Book Review: Fahrenheit 451 by Ray Bradbury






Fahrenheit 451 
by Ray Bradbury




“We must all be alike. Not everyone born free and equal, as the Constitution says, but everyone made equal. Each man the image of every other; then all are happy, for there are no mountains to make them cower, to judge themselves against. So! A book is a loaded gun in the house next door. Burn it. Take the shot from the weapon.” — Captain Beatty


     Ray Bradbury would have been 92 years old this past Wednesday (August 22, 2012).  He was a prolific writer of science fiction and horror stories, novellas and novels and is best known for Fahrenheit 451, first published in 1953 by Ballantine books.  

   This is the story of Guy Montag, a fireman in a future America.  In this society a fireman's job is not protection from fire, but to burn books and the homes which contain them.  The goal of this is to remove the influence of literature.  Guy begins to doubt his purpose in life when he meets a young neighbor girl named Clarisse.  Clarisse is a romantic and encourages Guy to appreciate and engage his surroundings and life in general:

“You’re not like the others. I’ve seen a few; I know. When I talk, you look at me. When I said something about the moon, you looked at the moon, last night.
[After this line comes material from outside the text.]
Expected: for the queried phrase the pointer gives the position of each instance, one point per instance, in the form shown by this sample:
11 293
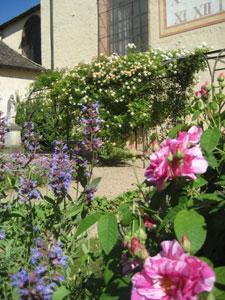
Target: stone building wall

The others would never do that.”

     Clarisse and her family disappear under suspicious circumstances and Guy ponders the meaning of his discussions with Clarisse.  He becomes frustrated with his wife Mildred who sits all day enveloped in a television "room" where her stories are displayed on the walls.  Mildred talks of the actors as if they were family and her whole life becomes interchangeable with the plots of the television dramas.

     Guy becomes particularly distraught when, during the process of burning a book-filled home, the old woman who owns the home perishes in the fire.  He begins a process of pilfering books and keeping them in his home (well aware of the danger of such action) and befriends an old theologian.  In the final chapters of the book Guy is revealed as a book owner and he is on the run from the authorities after a particularly violent confrontation at his burning home.  In hiding out in the country, Guy encounters other intellectuals on the lam and witnesses the beginning of an Armageddon-like war.  

     There have been many interpretations of this brief but powerful novel.  Many center around the idea of censorship and suppression of knowledge by the state.  Bradbury himself stated that the novel was more about the dehumanizing effect of television on humans - taking over their lives and thoughts at the expense of self-knowledge, free thinking and individuality.  How prescient is this novel, written nearly sixty years ago?  Today we do have room-sized televisions, 3-D screens and surround sound, much like the "television rooms" Bradbury describes in Fahrenheit 451.  We also have the phenomenon of "reality TV" where the characters in these shows become like family for some.  We live in an age where the majority of adults never read a book and what passes for literature is basically trash (Fifty Shades of Grey, anyone?).

     This novel is well worth reading, not only for the critical ideas the author explores, but also for the quality of the writing, so absent from today's "literature."